Pour
la première fois en France, l’exposition «Images
de l’Inconscient», présentée par la
Halle Saint-Pierre, montre la spécificité brésilienne
de l’art brut et souligne la dimension internationale de
cette forme d’art aujourd’hui en pleine reconnaissance.
Réalisées par des patients d’hôpitaux psychiatriques,
les œuvres présentées sont considérées
parmi les plus fortes de l’art brésilien contemporain.
Elles méritent d’être regardées du seul point
de vue de l’histoire de l’art, même si l’expérience
psychopathologique qui est venue croiser la démarche créative
de ces artistes a nécessairement laissé sa trace.
L’ histoire de l’art brut au Brésil ne peut être
dissociée du travail de la psychiatre Nise da Silveira qui, à l’époque
où Jean Dubuffet définissait l’art brut comme
le fait d’individus indemnes de toute culture, élaborait
un concept nouveau à Rio de Janeiro, celui d’images
de l’inconscient :
«
Un des moyens les moins difficiles que j’ai imaginé pour
accéder à l’univers intérieur des schizophrènes était
de leur donner la possibilité de dessiner, peindre ou sculpter
dans une totale liberté . Dans les images ainsi créées,
on trouve des autoportraits de situations psychologiques, des représentations
souvent éclatées et extravagantes mais qui restent
fixées sur le papier et la toile ou dans la terre. »
L’exposition s’articulera autour d’une sélection
d’œuvres provenant des deux musées les plus importants
d’art brut brésilien :
- Musée des Images de l’Inconscient, et les réalisations
obsédantes et profondément émouvantes de ses
artistes les plus représentatifs : Carlos Pertuis, Emygdio
de Barros, Fernando Diniz, Raphael Domingues, Darcilio Lima, Adelina
Gomes, Lucio, Octavio Ignacio…
Ces peintures et sculptures, riches de symboles et d’images
où se croisent des significations profondes, constituent un
langage archaïque, universel par ses origines.
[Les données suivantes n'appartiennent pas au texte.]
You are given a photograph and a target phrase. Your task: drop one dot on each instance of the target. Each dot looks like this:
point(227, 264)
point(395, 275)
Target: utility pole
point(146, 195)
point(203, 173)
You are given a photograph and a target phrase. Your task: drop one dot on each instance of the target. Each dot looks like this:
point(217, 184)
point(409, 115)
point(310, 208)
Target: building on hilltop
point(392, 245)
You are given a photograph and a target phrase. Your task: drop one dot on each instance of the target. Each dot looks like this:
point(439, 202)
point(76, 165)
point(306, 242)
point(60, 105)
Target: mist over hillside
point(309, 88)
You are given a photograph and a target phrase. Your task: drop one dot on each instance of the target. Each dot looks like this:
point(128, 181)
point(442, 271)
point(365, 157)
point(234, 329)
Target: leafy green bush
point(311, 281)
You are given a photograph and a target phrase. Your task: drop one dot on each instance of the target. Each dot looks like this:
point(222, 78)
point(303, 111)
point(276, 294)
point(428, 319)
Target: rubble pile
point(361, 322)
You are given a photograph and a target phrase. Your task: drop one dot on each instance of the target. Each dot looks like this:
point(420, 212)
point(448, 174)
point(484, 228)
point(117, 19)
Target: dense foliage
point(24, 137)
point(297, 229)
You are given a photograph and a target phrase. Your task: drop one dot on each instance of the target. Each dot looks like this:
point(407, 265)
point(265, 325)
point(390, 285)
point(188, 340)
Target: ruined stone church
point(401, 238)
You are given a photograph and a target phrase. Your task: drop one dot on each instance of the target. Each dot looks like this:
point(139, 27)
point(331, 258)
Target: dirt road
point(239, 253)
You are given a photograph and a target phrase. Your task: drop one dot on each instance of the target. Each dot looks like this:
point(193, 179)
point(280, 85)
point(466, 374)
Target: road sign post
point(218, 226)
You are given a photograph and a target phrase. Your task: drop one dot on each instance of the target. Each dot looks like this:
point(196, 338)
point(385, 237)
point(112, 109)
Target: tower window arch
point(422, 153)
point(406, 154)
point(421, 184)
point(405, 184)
- Musée Arthur Bispo do Rosario, artiste dont l’oeuvre
consacrée dans les circuits des Arts Plastiques au Brésil
a représenté son pays à la Biennale de Venise
en 1995 avant d’être accueilli au jeu de Paume à Paris
en 2003. Saisi par des délires mystiques grandioses, diagnostiqué comme
schizophrénique paranoïaque, Bispo do Rosario passait
des heures interminables enfermé dans sa cellule en transformant
de simples objets en emblèmes de rédemption du monde.